Sarı, durumu anlatır ve pişmanlığını dile getirir. İstiklal Savaşı’nı veren, Cumhuriyet’i ilan eden o kudretli lider ise etrafındakilere tek bir emir verir; “şimdi içeri girip tekrar çıkıyoruz arkadaşlar…” Çünkü Sarı’nın fotoğraf çekmesi gerekiyor.
Emir yerine getirilir ve Cumhurbaşkanı önde, bakanları, milletvekilleri dahil tüm kurmaylar sadece Ali Rıza’nın fotoğraf çekmesi için binadan yeniden çıkar ve Sarı’nın objektifine poz verirler! Ve en klasik meclis ve Atatürk fotoğrafları arasına girecek bir fotoğraf ortaya çıkar.
O “Sarı” Ali Rıza Tuncay’dır. Tuncay, 94 yaşında 2001 yılında aramızdan ayrıldı. Duydunuz mu?
5. 31 Mart Seçimleri sonrası tartışılan fotoğraf
Sık sık yurt gezilerine çıkmasıyla bilinen Atatürk’ün halkın sorunlarına eğildiği bilinen bir gerçek. Günümüzde alışkın olduğumuz yüzlerce korumanın ördüğü etten bir duvar ve katı güvenlik talimatlarının yarattığı kalın çizgilerden nedense o dönem geçerli değilmiş…
Bu fotoğrafın 31 Mart ile ilişkisi ise bir siyasi tartışmanın fitilinin ateşlenmesine dayalı. Çünkü 31 Mart Yerel Seçimleri sonrası çeyrek asır sonra belediyeyi CHP aldı ve Ekrem İmamoğlu şehrin yerel yöneticisi oldu. Uzun süren tartışmalardan biri de 2 Temmuz 2019’da Türkiye gazetesinden Fuat Uğur’un iddiasıydı. İddia-iftira dilemması içinde süren tartışmalara son noktayı tarihçi Sinan Meydan koydu: “O fotoğraf ,1924’te Erzurum’da değil 1930’da Tokat’ta çekildi. Derdini anlatan köylünün Fethullah Gülen’in dedesi Halil Efendi olduğu iddiası da yalandır!”

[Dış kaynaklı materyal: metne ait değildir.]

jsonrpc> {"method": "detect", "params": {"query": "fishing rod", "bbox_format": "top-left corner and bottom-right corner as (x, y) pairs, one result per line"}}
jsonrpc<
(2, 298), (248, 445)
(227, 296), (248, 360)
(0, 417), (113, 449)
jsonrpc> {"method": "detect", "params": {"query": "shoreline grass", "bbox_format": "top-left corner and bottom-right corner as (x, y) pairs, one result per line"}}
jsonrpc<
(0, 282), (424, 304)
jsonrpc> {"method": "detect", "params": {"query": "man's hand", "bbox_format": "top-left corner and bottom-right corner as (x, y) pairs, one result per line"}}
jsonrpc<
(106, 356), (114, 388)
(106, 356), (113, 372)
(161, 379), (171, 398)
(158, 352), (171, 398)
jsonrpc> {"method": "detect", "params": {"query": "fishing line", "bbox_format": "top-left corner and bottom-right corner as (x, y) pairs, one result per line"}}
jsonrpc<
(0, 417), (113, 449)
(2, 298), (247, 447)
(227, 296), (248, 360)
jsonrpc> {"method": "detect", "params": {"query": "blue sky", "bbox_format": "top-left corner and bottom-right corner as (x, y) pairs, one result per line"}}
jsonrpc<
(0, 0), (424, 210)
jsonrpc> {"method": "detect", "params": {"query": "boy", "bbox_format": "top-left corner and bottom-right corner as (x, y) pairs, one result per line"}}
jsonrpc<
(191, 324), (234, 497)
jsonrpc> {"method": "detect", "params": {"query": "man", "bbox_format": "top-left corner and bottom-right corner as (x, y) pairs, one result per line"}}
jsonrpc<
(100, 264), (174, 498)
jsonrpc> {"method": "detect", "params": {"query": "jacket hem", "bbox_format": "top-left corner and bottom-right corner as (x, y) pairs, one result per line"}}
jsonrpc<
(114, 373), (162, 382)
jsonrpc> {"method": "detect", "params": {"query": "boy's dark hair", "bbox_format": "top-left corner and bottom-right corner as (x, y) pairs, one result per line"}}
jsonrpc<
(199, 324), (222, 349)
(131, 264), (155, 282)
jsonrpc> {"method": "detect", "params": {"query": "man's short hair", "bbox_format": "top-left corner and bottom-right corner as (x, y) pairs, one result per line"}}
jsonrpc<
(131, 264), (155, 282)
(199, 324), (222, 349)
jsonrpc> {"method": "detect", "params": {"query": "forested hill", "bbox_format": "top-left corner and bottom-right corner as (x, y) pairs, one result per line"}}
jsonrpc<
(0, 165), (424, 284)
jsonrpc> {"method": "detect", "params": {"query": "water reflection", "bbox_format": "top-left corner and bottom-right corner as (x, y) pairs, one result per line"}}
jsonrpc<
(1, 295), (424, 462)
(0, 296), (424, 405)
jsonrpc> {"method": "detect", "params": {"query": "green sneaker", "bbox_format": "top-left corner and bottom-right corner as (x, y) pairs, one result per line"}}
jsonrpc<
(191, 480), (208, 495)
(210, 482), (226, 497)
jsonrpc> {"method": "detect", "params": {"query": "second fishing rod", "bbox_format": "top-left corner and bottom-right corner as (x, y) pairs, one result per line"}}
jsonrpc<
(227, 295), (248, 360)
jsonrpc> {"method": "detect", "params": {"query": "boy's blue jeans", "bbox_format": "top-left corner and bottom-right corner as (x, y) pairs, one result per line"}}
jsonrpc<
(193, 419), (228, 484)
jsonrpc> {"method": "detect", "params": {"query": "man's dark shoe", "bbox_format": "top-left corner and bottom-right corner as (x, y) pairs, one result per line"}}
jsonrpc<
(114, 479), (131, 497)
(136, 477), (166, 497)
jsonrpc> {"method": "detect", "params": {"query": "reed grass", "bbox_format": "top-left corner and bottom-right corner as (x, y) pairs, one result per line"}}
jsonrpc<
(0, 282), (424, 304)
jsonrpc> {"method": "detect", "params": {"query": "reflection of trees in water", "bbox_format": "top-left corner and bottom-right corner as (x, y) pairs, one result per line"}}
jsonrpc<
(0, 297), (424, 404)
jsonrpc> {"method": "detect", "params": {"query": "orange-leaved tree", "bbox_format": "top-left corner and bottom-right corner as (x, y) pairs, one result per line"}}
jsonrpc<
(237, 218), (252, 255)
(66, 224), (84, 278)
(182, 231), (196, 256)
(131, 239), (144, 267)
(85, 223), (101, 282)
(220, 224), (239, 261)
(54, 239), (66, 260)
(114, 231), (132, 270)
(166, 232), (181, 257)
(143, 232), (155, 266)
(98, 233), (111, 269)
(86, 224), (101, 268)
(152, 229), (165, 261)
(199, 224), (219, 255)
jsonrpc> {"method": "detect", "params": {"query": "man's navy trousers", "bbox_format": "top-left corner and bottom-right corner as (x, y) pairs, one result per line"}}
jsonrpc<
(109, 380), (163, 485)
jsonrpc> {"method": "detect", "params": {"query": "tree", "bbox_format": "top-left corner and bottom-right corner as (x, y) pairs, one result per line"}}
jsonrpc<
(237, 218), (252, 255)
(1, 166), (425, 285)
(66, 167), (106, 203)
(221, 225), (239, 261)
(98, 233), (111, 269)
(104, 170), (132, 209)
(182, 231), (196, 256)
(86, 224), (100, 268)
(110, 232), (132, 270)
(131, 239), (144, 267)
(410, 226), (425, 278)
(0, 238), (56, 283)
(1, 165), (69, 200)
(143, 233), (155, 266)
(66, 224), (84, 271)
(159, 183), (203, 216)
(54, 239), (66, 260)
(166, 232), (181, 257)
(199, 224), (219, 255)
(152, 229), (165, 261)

Sinan Hoca, tokadı vurduğu yetmiyormuş gibi 8 Temmuz (2019) tarihli yazısında tüm tarihi dayanak hatta kanıtlarıyla ilgili detayları verdi ve fotoğrafı çeken ismin de Cemal Işıksel olduğunu açıkladı.
6. Atatürk, çocukları ağırlar
Nermiye Tüzün Özkazanç, Ankara’nın ilk Valisi olan Mehmet Atıf Tüzün’ün kızı. Nermiye Hanım, oldukça şanslı. Babasının Atatürk ile olan ilişkileri ve sonrasında liseye geçtiğinde öğretmenlerinden birinin Afet İnan olması ve hatta üstüne İnan sayesinde Çankaya Köşkü’ne davet alıp Atatürk’le farklı zamanlarda birden fazla kez karşılaşıp unutamayacağı anılara sahip olması onun ne kadar şanslı bir çocukluk geçirdiğinin kanıtı olabilir.
Ankara Kız Lisesi öğrencisi Özkazanç, 9 Mayıs günü çok heyecanlı. Çünkü Atatürk ile ilk karşılaştığı 1924 senesinin üzerinden tam 10 sene geçmiş ve 17 yaşındaki Genç Nermiye Cumhuriyet’in Ebedi Şefi’ni bir kez daha görme şansına erişmştir.
Nermiye Tüzün Özkazanç o anları anlatırken duygulanıyor:
“Afet Hanım bizim sınıfı aldı Köşk’e götürdü. Atatürk’ün banyosuna, yatak odasına kadar girdik. O siyah gömme banyo hâlâ gözümün önünde. Sonra Atatürk bizi Çiftlik’teki havuzlu köşke de davet etti. Havuzun yarısına sınıfın bir bölümünü diğer yarısına da diğer bölümü koydu ve bize oyun oynattı. Havuzun içinde itişe kakışa harp oyunu oynadık. Ondan sonra oturdu, sırayla elini öptük. Şu anda o pamuk el hâlâ aklımdadır. Ve Atatürk’le olan bu fotoğraflar orada çekildi.”